When that safety car came in on lap 36, after the debris had been cleared, Vettel’s Australian team mate Mark Webber was hit by Adrian Sutil’s skidding Force India at the re-start.
The Australian pulled over with his car on fire, for the second race in a row.
With marshals struggling to put out the blaze with extinguishers, the 4x4 appeared on the track ahead of the field between turns one and two and with its hazard lights on while the official Mercedes SLS AMG safety car brought up the rear.
“It’s not great getting stuck behind the safety car but I’m really pleased with the result and great by the team,” said Vettel, whose podium appearance at the sparsely-attended Yeongam circuit met none of the booing that had marked the previous three races.
“Fortunately we had enough pace to get ahead after both safety cars but both Kimi and Romain were very competitive and did better with their tires,” he added.

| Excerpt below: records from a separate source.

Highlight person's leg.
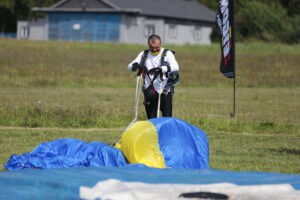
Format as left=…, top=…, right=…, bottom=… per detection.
left=144, top=94, right=158, bottom=119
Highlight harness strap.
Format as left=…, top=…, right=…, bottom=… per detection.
left=140, top=49, right=175, bottom=87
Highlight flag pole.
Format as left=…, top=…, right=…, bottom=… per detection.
left=230, top=74, right=236, bottom=118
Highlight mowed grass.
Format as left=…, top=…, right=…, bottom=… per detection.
left=0, top=39, right=300, bottom=173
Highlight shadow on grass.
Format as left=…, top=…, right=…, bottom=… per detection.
left=268, top=147, right=300, bottom=155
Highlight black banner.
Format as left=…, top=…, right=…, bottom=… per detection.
left=216, top=0, right=235, bottom=78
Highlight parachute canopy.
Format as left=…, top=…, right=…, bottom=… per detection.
left=116, top=117, right=209, bottom=169
left=5, top=118, right=209, bottom=170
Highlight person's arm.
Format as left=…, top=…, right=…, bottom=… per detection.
left=128, top=51, right=143, bottom=72
left=161, top=51, right=179, bottom=72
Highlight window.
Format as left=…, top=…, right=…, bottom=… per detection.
left=168, top=24, right=177, bottom=38
left=145, top=24, right=155, bottom=37
left=20, top=26, right=29, bottom=39
left=193, top=26, right=202, bottom=40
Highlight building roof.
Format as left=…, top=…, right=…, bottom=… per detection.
left=32, top=0, right=216, bottom=23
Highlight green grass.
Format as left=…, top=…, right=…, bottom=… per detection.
left=0, top=39, right=300, bottom=173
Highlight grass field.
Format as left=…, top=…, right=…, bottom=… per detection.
left=0, top=39, right=300, bottom=173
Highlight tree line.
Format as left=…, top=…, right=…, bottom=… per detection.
left=0, top=0, right=300, bottom=43
left=198, top=0, right=300, bottom=44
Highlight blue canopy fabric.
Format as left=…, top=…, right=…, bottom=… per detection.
left=0, top=167, right=300, bottom=200
left=149, top=117, right=209, bottom=169
left=4, top=117, right=209, bottom=170
left=4, top=138, right=127, bottom=170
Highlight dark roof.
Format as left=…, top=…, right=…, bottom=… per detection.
left=32, top=0, right=216, bottom=23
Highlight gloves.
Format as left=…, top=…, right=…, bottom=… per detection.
left=131, top=63, right=142, bottom=72
left=163, top=85, right=172, bottom=95
left=148, top=67, right=161, bottom=75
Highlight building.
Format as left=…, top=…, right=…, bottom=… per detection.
left=17, top=0, right=215, bottom=45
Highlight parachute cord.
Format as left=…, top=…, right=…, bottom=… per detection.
left=157, top=80, right=162, bottom=118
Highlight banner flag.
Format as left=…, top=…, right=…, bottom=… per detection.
left=216, top=0, right=235, bottom=78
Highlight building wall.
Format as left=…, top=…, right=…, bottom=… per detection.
left=120, top=15, right=212, bottom=45
left=48, top=13, right=121, bottom=42
left=120, top=15, right=164, bottom=44
left=164, top=23, right=212, bottom=45
left=29, top=18, right=48, bottom=40
left=17, top=13, right=212, bottom=45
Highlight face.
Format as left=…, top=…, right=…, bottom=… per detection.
left=148, top=40, right=160, bottom=53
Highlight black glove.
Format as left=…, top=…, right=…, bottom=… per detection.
left=131, top=63, right=142, bottom=72
left=148, top=67, right=161, bottom=75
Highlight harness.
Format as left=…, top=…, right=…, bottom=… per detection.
left=140, top=49, right=179, bottom=88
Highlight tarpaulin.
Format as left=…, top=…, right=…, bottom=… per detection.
left=0, top=167, right=300, bottom=200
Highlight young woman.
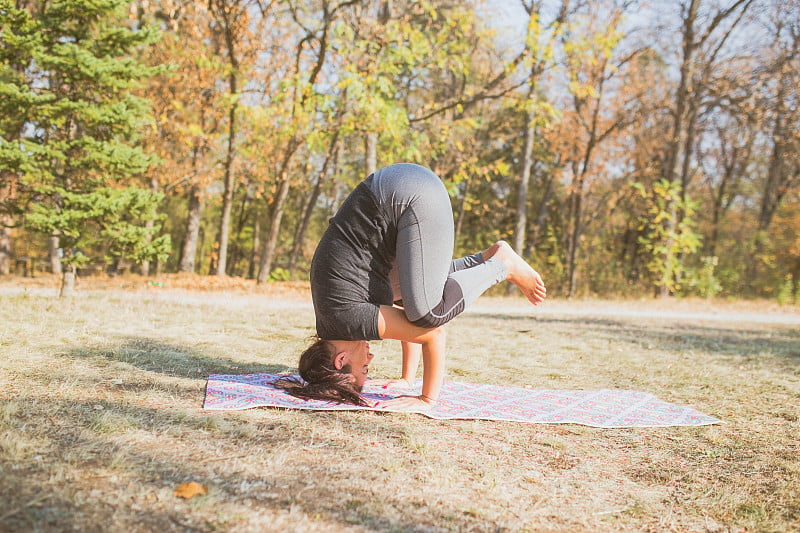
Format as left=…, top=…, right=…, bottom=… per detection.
left=281, top=163, right=546, bottom=410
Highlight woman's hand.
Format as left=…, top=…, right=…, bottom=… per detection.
left=369, top=378, right=414, bottom=389
left=375, top=395, right=437, bottom=412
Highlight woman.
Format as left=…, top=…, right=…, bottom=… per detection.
left=282, top=163, right=546, bottom=410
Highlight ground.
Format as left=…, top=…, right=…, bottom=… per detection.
left=0, top=277, right=800, bottom=531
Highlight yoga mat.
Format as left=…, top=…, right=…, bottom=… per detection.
left=203, top=374, right=720, bottom=428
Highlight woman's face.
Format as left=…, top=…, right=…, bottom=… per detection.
left=331, top=341, right=374, bottom=388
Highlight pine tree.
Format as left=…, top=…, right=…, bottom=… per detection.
left=0, top=0, right=168, bottom=293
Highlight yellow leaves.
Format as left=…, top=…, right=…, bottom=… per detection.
left=172, top=481, right=208, bottom=500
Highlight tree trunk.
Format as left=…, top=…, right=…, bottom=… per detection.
left=567, top=176, right=584, bottom=298
left=59, top=265, right=77, bottom=298
left=47, top=235, right=62, bottom=274
left=247, top=212, right=261, bottom=279
left=528, top=177, right=553, bottom=256
left=216, top=94, right=238, bottom=276
left=453, top=177, right=470, bottom=246
left=0, top=216, right=11, bottom=276
left=178, top=185, right=203, bottom=272
left=514, top=105, right=536, bottom=255
left=257, top=171, right=290, bottom=284
left=288, top=129, right=341, bottom=274
left=364, top=132, right=378, bottom=178
left=142, top=176, right=159, bottom=276
left=658, top=0, right=700, bottom=298
left=226, top=183, right=251, bottom=276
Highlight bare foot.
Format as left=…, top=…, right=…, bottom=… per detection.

Vettel had made a clean start from pole, his third in a row, while Mercedes’ Lewis Hamilton - who ended up fifth at the finish - dropped to third when Grosjean passed him.
Germany’s Nico Hulkenberg, whose reputation was burnished further with what he said had been one of the best races of his career, drove to fourth place for Sauber after starting in seventh place and overtaking Alonso.
The Spaniard skillfully avoided tangling with his Ferrari team mate Felipe Massa, who spun in the opening seconds and dropped to last.
Massa recovered to ninth place, behind Mercedes’ Nico Rosberg - who paid the price for a long pit stop to replace a front wing that had been hitting the ground and sending up showers of sparks - in seventh place and Jenson Button eighth for McLaren. Perez took the final point.
Britain’s Paul Di Resta was the first retirement, his sixth race without a point, when he spun his Force India and hit the barriers after 26 laps.
Raikkonen, who will be Alonso’s team mate at Ferrari next year, passed Grosjean on lap 38 moments before the second safety car period.
The Pirelli tires, much criticized earlier in the season following a spate of blowouts, again triggered a chorus of dissent after a race dictated by high levels of degradation.
“The tires are wearing a lot and they also explode a bit - but that is for Pirelli to sort out,” commented Webber.
“Pirelli will put the puncture of Perez down to a lock-up but the reason the drivers are locking up is because there’s no tread left.”